Greater information will lead to the end of traditional asset allocation buckets

In one of the standout presentations from the conference Jai Jacob, managing director and portfolio manager at Lazard Asset Management persuasively explained to delegates how the funds management industry was going to be disrupted by greater access to information on individual securities.

Drawing parallels with how the internet had created greater freedom in how people access information, he predicted a growing willingness for managers to think beyond narrow asset class boundaries, thereby challenging traditional investor portfolios.

Much of this would come from greater use of factor based analysis of investments.

Resisting this trend would limit returns, “the more you insist on categorisation, the more you constrain investors,” Jacob said.


Alternative assets are now mainstream assets

Investors’ perceptions of alternative assets as a unique and separate asset class with different rules was challenged by Kerry Craig, global strategist, J.P. Morgan.

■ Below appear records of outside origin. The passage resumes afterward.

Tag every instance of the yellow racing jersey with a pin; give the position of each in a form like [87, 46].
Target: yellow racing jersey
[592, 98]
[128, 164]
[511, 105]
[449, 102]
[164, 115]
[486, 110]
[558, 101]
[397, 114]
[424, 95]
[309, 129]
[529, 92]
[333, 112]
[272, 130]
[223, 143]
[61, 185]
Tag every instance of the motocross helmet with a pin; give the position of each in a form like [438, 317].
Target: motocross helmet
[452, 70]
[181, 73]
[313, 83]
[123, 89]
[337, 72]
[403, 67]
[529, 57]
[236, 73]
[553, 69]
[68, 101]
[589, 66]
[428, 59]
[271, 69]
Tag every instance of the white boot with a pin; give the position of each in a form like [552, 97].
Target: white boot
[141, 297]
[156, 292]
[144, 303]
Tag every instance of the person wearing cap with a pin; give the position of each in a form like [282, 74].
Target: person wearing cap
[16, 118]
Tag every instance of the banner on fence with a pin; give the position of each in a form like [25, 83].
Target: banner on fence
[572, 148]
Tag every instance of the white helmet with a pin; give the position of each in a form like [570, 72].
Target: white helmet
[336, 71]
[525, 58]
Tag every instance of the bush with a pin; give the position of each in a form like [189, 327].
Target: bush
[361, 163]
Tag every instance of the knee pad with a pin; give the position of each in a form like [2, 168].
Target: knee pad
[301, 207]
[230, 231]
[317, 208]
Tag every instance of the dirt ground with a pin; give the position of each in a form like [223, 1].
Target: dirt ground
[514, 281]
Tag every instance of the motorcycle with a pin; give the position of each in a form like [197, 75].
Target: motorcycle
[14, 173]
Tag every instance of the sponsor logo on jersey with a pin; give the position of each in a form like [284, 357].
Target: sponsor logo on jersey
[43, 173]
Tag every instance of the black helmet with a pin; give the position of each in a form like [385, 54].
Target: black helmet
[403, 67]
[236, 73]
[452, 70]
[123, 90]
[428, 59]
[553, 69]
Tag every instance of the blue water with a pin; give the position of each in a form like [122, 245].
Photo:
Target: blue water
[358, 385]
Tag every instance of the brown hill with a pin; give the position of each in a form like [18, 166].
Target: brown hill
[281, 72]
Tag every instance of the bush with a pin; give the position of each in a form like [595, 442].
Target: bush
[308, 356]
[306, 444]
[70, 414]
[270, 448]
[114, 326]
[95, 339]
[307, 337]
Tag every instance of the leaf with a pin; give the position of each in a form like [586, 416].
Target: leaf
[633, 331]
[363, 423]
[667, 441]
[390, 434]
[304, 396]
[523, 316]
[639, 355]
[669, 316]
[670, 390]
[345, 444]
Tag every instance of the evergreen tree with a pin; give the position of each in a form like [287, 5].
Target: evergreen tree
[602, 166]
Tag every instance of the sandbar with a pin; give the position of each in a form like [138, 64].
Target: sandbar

He reported how his clients were increasingly incorporating alternatives into traditional assets strategies around equity and fixed income portfolios, particularly for private credit and private equity.

“Private equity is not an alternative, it is a way of getting equity premium,” he said.

This trend is being matched by fund managers creating more flexible mandates that met investors needs rather than strict asset allocation buckets. A chief executive of a mid-sized superannuation fund told Investment Magazine that they would go back to their team and ask for reporting to be re-thought along these lines.


Implementation can drive 50 per cent of returns

Around 50 per cent of the driver of returns for large European pension funds is now coming from effective implementation, revealed Amin Rajan, chief executive of CREATE-Research UK.

The growing priority being given to reducing performance leakage was one of the standout messages from the swathe of statistics on European pension funds by Rajan.

He said that while funds used to see 80 per cent of their returns being driven by asset allocation and only 20 per cent from effective implementation, this was now more of a 50:50 split. He reasoned that Europe had gone down this route earlier, as it experienced a more severe squeeze on returns during the GFC, unlike Australia, which experienced a milder downturn but which was now facing a much gloomier return horizon.

Better implementation in Europe is being achieved by more delegated authority within funds, minimising fees and the use of smart beta or passive approaches where appropriate.

There was also a much greater engagement with funds managers, which Rajan said were joining funds in informal alliances for the exchange of ideas.

The extent to which such ideas did not yet tally with Australian funds was shown by a delegate poll at a subsequent session that found they believed 60 per cent of returns were generated from asset allocation, 14 per cent from implementation and 14 per cent from manager selection.